Matteo Renzi incassa l'appoggio dei verdiniani di Ala e dei senatori che sostengono l'ex leghista Flavio Tosi. Due mozioni distinte, una del centrodestra e l'altra dei grillini (che ha avuto molti meno voti a favore, solo 84), ma identiche nei contenuti, entrambe respinte senza eccessivi patemi per la maggioranza: «I voti di Verdini sono stati aggiuntivi, ce la avremmo fatta anche senza: avevamo 160 voti, nonostante tre assenti per motivi di salute», spiegano dal Pd.
«Non è un voto di fiducia al governo, da cui siamo ancora distinti e distanti», spiega il capogruppo verdiniano Vincenzo D'Anna, «ma un voto contro una mozione che non condividiamo nel merito». La precisazione non impedisce però che la minoranza Pd ricominci le sue lamentazioni sull'imbastardimento della purezza di centrosinistra a causa della vicinanza con gli ex berlusconiani (gli stessi con cui Bersani votò serenamente la fiducia al governo Letta, ma erano altri tempi e non c'era di mezzo Renzi).
«Se Verdini entra nel Pd non esiste più il Pd: Verdini non ha nulla a che fare con la nostra storia, con la nostra politica, e penso che Renzi farebbe bene a chiarire senza mezzi termini senza fare il gioco delle tre carte», declama il dalemian-bersaniano Roberto Speranza. Il premier non si cura della sfide di Speranza: «È evidente che Renzi non prova alcun imbarazzo per il sostegno di Verdini», si tormenta Miguel Gotor. Mentre i suoi spiegano, un filo capziosamente, che votare contro la sfiducia è diverso che votare la fiducia, nel suo intervento a braccio il premier attacca con durezza le opposizioni: «Chiedetevi perché siete sempre di meno», dice rivolto ai banchi di Forza Italia.

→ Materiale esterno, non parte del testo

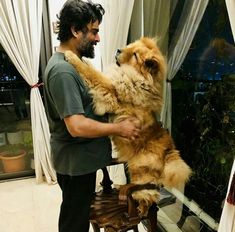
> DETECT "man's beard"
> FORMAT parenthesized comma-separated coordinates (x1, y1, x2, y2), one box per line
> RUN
(79, 37, 95, 58)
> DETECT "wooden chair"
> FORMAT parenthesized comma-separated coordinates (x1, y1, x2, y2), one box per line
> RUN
(89, 159, 162, 232)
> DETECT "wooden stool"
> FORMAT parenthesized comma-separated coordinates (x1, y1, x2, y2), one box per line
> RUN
(90, 162, 160, 232)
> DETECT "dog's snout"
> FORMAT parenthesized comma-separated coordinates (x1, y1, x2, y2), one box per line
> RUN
(115, 49, 122, 66)
(116, 49, 121, 56)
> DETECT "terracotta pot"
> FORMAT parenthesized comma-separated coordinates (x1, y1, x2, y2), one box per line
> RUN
(0, 150, 26, 173)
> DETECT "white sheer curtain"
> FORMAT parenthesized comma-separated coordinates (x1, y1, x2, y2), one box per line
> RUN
(96, 0, 134, 185)
(129, 0, 144, 42)
(99, 0, 134, 68)
(218, 161, 235, 232)
(161, 0, 209, 131)
(218, 1, 235, 231)
(0, 0, 56, 184)
(225, 0, 235, 39)
(143, 0, 171, 55)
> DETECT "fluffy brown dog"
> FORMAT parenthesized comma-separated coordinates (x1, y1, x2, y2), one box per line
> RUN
(65, 37, 191, 215)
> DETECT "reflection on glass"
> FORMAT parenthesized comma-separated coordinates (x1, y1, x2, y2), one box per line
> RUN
(171, 0, 234, 231)
(0, 50, 34, 179)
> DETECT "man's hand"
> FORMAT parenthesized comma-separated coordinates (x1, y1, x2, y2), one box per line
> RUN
(116, 117, 141, 140)
(64, 114, 141, 139)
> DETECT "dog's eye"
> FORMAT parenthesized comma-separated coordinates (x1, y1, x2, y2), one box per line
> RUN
(134, 52, 138, 60)
(133, 52, 142, 63)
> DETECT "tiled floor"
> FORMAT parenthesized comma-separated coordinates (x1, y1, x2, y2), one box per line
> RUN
(0, 177, 147, 232)
(0, 175, 208, 232)
(0, 178, 60, 232)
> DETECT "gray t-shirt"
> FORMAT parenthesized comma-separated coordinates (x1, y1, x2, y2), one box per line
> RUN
(43, 52, 112, 176)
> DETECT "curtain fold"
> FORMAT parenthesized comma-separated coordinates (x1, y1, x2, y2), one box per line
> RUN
(161, 0, 209, 131)
(143, 0, 171, 55)
(129, 0, 144, 42)
(99, 0, 134, 69)
(0, 0, 56, 184)
(218, 1, 235, 231)
(218, 162, 235, 232)
(225, 0, 235, 41)
(97, 0, 134, 185)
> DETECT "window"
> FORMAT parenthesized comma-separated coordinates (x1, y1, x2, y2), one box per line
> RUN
(0, 0, 51, 181)
(171, 0, 234, 230)
(0, 48, 34, 180)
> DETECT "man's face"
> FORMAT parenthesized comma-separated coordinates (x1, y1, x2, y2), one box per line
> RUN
(78, 20, 100, 58)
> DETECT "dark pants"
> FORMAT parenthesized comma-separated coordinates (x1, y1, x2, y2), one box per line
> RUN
(57, 172, 96, 232)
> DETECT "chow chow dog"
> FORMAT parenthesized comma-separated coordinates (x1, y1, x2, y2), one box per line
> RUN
(65, 37, 191, 215)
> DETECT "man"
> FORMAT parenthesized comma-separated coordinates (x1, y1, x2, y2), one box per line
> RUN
(43, 0, 140, 232)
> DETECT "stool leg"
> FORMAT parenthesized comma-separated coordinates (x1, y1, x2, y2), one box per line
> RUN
(147, 204, 158, 232)
(177, 203, 191, 228)
(133, 225, 139, 232)
(104, 226, 116, 232)
(91, 222, 100, 232)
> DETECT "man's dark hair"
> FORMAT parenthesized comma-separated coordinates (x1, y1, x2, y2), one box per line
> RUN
(56, 0, 105, 42)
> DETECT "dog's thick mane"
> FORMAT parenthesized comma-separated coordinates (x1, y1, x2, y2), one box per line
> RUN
(104, 64, 163, 113)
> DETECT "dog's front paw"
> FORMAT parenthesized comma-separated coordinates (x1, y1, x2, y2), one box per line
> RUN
(93, 101, 117, 115)
(94, 104, 106, 115)
(91, 90, 120, 115)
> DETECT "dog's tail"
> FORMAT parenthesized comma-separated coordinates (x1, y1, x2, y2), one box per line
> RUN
(162, 150, 192, 188)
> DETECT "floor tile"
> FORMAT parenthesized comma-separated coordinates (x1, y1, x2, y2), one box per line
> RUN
(0, 178, 147, 232)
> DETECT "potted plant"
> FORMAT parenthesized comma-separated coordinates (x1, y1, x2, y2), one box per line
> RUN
(22, 130, 34, 169)
(0, 144, 26, 173)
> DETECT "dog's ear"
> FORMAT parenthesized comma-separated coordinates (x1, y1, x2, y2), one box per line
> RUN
(140, 37, 158, 50)
(144, 57, 159, 75)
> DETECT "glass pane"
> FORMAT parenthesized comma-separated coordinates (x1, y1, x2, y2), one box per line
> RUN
(171, 0, 234, 231)
(0, 48, 35, 180)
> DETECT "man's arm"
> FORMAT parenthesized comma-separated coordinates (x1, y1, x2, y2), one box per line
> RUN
(64, 114, 140, 139)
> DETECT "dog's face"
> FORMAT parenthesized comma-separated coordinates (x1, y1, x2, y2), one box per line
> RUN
(116, 37, 166, 82)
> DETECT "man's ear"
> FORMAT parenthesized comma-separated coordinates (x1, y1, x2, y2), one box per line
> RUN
(71, 27, 81, 38)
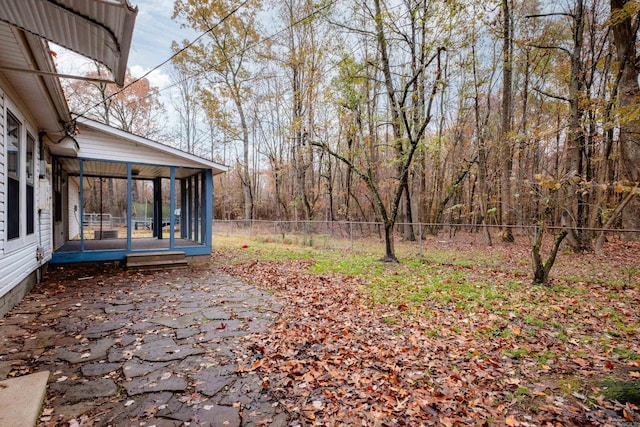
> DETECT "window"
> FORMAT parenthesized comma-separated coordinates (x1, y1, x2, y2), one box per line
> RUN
(27, 133, 35, 235)
(5, 111, 36, 243)
(7, 112, 20, 240)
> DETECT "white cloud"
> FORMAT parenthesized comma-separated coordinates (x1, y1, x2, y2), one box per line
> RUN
(127, 0, 198, 72)
(129, 65, 171, 90)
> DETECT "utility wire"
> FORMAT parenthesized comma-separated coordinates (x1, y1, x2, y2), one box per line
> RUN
(74, 0, 251, 120)
(73, 0, 337, 121)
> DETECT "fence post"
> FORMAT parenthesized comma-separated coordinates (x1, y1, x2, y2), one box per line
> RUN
(419, 223, 423, 257)
(350, 221, 354, 252)
(273, 221, 277, 241)
(250, 219, 253, 239)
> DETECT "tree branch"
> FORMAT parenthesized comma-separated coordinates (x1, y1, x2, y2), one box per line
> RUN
(527, 44, 572, 56)
(532, 86, 570, 102)
(526, 13, 574, 19)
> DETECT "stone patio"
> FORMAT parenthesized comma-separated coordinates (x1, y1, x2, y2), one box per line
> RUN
(0, 264, 288, 426)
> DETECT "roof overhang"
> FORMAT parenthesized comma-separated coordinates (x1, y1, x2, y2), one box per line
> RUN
(72, 117, 229, 177)
(0, 0, 137, 86)
(0, 23, 73, 135)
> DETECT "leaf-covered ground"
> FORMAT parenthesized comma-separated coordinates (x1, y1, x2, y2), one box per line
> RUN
(214, 236, 640, 426)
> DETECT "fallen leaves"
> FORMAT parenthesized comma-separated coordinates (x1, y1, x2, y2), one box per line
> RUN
(505, 414, 519, 426)
(219, 251, 640, 426)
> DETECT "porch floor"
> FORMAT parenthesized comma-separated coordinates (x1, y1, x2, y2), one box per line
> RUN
(55, 237, 203, 253)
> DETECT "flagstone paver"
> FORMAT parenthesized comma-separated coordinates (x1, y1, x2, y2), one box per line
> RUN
(80, 362, 121, 377)
(0, 264, 287, 426)
(63, 378, 119, 403)
(123, 370, 189, 395)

E in effetti diversi senatori azzurri (ben 8, da Ghedini a Nitto Palma a Giro) non votano la mozione del proprio gruppo. «Era un copia e incolla degli editoriali del Fatto», irride Renzi. Che difende la Boschi e il governo tutto da «accuse infime e meschine su un conflitto di interessi inesistente». Intanto il premier pensa a mandare avanti il suo governo, che da oggi dovrà affrontare i marosi della legge sulle unioni civili.
E prepara il «rimpastino» di governo, atteso da mesi e sempre rinviato. Alfano, che aspetta con ansia una poltrona (gli Affari Regionali, che dovrebbe risarcire la perdita del dicastero pesante di Maurizio Lupi) assicura che si farà nel Consiglio dei ministri di oggi. Il premier resta più sul vago, e spiega che dipende anche dagli impegni del presidente Mattarella, che deve far giurare il nuovo ministro. Il nome di Enrico Costa sembra ormai certo. Poi c'è una raffica di neo-sottosegretari da nominare: «Saranno sette o otto», dice Renzi, «il massimo sarebbe 65, e noi ora siamo a 56».

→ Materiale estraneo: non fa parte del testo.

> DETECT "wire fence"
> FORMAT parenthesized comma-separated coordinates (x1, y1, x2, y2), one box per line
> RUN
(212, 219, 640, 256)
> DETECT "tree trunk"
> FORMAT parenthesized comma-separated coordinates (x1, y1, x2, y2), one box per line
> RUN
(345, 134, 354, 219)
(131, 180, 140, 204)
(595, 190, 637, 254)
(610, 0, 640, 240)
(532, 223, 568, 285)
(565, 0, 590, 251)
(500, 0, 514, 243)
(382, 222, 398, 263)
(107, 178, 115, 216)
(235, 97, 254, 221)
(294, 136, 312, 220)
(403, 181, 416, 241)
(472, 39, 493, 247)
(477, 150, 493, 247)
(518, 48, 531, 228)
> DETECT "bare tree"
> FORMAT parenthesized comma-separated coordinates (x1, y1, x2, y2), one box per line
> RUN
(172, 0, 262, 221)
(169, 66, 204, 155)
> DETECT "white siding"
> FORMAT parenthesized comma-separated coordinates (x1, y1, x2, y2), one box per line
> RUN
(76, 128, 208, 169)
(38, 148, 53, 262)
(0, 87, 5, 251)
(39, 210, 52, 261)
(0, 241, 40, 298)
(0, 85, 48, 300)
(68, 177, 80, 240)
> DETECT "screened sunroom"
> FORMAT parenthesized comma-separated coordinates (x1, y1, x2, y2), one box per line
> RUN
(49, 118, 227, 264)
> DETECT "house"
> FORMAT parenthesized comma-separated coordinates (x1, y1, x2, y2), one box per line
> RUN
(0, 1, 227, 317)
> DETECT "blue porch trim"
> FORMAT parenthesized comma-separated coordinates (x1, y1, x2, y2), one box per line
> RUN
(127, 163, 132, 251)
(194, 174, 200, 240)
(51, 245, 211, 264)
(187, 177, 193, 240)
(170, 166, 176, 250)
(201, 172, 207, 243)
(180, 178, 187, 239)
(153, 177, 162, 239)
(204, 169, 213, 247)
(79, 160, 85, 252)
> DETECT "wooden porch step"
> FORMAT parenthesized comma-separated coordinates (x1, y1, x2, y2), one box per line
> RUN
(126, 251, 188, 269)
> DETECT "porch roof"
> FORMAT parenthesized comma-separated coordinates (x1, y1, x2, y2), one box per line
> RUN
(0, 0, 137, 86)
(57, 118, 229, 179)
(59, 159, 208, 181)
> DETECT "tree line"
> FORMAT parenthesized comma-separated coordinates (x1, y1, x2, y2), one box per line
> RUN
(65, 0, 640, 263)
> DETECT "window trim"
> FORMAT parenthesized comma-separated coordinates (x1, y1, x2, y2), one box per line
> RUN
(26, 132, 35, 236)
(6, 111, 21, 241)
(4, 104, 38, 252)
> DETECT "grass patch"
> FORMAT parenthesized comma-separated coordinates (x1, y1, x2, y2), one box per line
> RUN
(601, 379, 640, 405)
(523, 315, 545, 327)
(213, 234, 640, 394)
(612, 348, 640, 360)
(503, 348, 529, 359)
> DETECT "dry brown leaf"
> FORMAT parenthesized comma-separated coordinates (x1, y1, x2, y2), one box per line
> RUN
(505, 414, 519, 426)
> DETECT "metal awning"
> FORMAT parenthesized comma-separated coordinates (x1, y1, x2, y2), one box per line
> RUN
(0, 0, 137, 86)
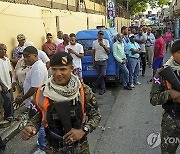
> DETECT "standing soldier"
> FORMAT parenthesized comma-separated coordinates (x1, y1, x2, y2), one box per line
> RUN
(21, 52, 101, 153)
(150, 40, 180, 154)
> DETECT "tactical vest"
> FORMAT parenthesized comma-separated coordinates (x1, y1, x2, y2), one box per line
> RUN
(35, 83, 86, 128)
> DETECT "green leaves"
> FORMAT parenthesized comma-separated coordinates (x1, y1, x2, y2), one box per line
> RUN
(116, 0, 169, 14)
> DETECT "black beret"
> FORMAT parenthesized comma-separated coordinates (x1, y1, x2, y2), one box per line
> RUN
(23, 46, 38, 55)
(50, 52, 73, 67)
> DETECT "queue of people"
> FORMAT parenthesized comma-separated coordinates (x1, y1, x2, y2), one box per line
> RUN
(112, 25, 172, 90)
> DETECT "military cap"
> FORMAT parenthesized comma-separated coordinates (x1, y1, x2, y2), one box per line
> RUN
(23, 46, 38, 55)
(17, 34, 26, 40)
(50, 52, 73, 67)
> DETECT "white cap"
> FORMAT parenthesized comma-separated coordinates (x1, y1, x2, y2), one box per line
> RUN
(129, 34, 135, 38)
(24, 41, 34, 47)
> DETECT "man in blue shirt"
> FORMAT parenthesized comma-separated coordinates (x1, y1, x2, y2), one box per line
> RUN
(135, 28, 147, 76)
(121, 26, 130, 58)
(127, 34, 142, 88)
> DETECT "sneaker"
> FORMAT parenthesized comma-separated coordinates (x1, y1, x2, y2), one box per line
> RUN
(0, 120, 10, 128)
(123, 86, 132, 90)
(130, 84, 135, 88)
(135, 82, 141, 85)
(147, 79, 152, 84)
(33, 148, 46, 154)
(99, 89, 106, 95)
(4, 116, 14, 122)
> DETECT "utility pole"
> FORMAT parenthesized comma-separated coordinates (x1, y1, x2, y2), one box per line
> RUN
(126, 0, 129, 11)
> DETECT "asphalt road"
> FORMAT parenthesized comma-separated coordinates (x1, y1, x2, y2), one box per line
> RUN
(4, 52, 178, 154)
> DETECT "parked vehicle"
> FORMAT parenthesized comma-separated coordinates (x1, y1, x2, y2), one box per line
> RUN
(76, 27, 119, 85)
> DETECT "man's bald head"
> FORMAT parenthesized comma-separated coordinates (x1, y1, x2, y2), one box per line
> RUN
(117, 33, 123, 42)
(0, 43, 6, 48)
(147, 27, 152, 32)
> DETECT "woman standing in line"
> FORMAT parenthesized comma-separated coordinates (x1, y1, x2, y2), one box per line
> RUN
(164, 28, 173, 53)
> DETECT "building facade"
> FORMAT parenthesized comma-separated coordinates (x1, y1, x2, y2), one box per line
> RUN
(0, 0, 130, 57)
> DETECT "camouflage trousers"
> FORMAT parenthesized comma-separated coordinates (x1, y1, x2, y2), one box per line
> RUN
(45, 140, 90, 154)
(161, 112, 180, 154)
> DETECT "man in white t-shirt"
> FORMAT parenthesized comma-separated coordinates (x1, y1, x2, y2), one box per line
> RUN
(0, 44, 15, 121)
(92, 30, 110, 95)
(65, 33, 84, 82)
(24, 41, 50, 69)
(55, 31, 63, 45)
(14, 46, 48, 110)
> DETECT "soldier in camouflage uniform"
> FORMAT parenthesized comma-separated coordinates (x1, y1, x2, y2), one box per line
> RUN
(21, 52, 101, 154)
(150, 40, 180, 154)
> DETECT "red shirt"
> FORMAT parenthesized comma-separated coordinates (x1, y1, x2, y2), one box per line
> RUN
(154, 37, 165, 58)
(42, 42, 56, 58)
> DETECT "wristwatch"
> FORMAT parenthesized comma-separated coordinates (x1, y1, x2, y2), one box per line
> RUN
(82, 126, 89, 135)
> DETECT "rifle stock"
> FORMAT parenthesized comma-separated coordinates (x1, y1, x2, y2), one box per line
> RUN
(159, 66, 180, 91)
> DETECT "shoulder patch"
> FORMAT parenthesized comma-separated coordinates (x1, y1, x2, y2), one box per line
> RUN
(153, 76, 161, 86)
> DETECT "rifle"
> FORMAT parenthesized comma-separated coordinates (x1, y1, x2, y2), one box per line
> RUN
(50, 101, 74, 154)
(50, 131, 74, 154)
(159, 66, 180, 91)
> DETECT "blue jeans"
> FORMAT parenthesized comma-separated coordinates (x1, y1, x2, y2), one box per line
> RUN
(94, 60, 107, 90)
(38, 126, 46, 151)
(128, 57, 140, 85)
(0, 89, 14, 118)
(116, 61, 129, 87)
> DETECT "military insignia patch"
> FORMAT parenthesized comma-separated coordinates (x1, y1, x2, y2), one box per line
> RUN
(61, 56, 67, 65)
(30, 102, 39, 113)
(153, 76, 161, 85)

I candidati noti sono tutti di area Pd, Ncd o Scelta civica: Tommaso Nannicini nuovo sottosegretario alla presidenza (con la guida del nuovo Consiglio economico di Palazzo Chigi) e Enzo Amendola pronto a entrare da vice ministro alla Farnesina. Ai Trasporti ritorna l'alfaniano Antonio Gentile, allo Sviluppo potrebbe andare Teresa Bellanova (magari sostituita al Lavoro da Filippo Taddei), ma continua a parlarsi del trasloco di Luigi Casero bilanciato dalla promozione di Enrico Zanetti a vice ministro dell'Economia con deleghe pesanti come quella sul fisco.